Four-year-old daughter settled into her theatre seat and made a pronouncement: “Ooh, this looks a bit too scary for me.”
This was before the curtain had even gone up.
Admittedly, it was a scary black curtain, which rose to show a classic Victorian street scene – only with the added brilliance of the Royal set-makers; boxes piled on boxes, upon bookcases and grandfather clocks. All moveable mini sets which characters could climb and peer through.


A Christmas Carol has been going down a storm at Northampton’s Royal & Derngate this year, and rightly so. I haven’t heard a bad word about 2012’s in-house offering – a welcome antidote to the giant celebrity-studded Bobby Davro/Denise Loose-women omnipanto next door in Derngate.
Pantomime it ain’t. The show sticks to the original Dickens classic story pretty religiously and that’s to its credit; there’s no soft-soaping of the Victorian urban setting here. Poverty, cold and Scrooge (played to miserly perfection by the considerably younger Sam Graham), grumbles and snarls his way around Christmas Eve like there’s no tomorrow, and of course, for him there might not be.
Cue the three ghosts – the Santa-like Andy Williams gives a show-stealing turn as the ghost of Christmas present as well as Jacob Marley – and Scrooge has to clean up his act for the sake of poor old’ Tiny Tim and the Cratchetts.
The cast are marvellous, and combined with a slick script and that mesmerising set, it’s a set of ingredients which leaves the audience feeling full and contented.

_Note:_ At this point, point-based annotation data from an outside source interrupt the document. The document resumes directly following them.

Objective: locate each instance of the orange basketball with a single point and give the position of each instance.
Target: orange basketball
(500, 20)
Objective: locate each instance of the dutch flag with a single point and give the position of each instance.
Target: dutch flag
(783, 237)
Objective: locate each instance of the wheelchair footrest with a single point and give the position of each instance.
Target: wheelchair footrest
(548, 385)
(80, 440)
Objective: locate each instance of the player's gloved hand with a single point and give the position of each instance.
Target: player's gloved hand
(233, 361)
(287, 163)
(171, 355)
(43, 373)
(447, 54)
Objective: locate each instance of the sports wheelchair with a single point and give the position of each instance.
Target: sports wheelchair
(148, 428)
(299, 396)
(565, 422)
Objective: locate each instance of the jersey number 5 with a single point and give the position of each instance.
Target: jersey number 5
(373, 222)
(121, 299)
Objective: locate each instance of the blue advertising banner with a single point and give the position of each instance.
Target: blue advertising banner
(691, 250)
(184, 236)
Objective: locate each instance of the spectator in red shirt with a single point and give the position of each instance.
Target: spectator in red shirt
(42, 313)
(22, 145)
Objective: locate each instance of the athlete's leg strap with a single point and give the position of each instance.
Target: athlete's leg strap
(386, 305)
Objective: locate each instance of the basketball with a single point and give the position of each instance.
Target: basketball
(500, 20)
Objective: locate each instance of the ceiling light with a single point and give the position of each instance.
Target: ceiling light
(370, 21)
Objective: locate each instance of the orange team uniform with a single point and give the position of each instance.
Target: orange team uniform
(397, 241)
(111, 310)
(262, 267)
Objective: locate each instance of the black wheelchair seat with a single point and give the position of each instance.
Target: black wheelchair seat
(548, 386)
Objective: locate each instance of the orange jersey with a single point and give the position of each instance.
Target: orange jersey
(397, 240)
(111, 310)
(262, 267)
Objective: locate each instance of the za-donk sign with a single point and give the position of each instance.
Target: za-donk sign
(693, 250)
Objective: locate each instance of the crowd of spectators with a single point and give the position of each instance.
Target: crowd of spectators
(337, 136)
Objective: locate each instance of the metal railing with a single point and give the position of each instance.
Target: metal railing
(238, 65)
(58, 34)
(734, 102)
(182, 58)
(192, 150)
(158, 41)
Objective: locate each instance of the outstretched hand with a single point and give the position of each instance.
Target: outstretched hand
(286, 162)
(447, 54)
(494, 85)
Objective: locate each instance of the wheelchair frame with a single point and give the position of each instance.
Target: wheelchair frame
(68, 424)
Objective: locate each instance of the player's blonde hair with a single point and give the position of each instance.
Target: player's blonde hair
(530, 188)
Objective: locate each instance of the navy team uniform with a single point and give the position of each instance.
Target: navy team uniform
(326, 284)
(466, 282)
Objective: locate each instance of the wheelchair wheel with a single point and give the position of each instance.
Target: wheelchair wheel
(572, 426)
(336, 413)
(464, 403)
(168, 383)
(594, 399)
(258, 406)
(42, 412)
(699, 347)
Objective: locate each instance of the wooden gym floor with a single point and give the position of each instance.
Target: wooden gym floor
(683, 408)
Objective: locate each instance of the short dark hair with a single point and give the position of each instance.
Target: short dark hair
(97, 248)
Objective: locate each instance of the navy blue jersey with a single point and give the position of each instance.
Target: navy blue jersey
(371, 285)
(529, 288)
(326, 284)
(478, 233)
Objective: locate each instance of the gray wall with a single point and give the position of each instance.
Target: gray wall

Even the four-year-olds.


If you manage to get a ticket, do try to see it before the run ends on January 6. Box office is on 01604 624811.
I can’t guarantee any celebrity spotting on the way out though. Our Bloke saw Philip Schofield as we were leaving, although none of us – bah humbug – believed him. Turns out he was watching his brother-in-law play Scrooge.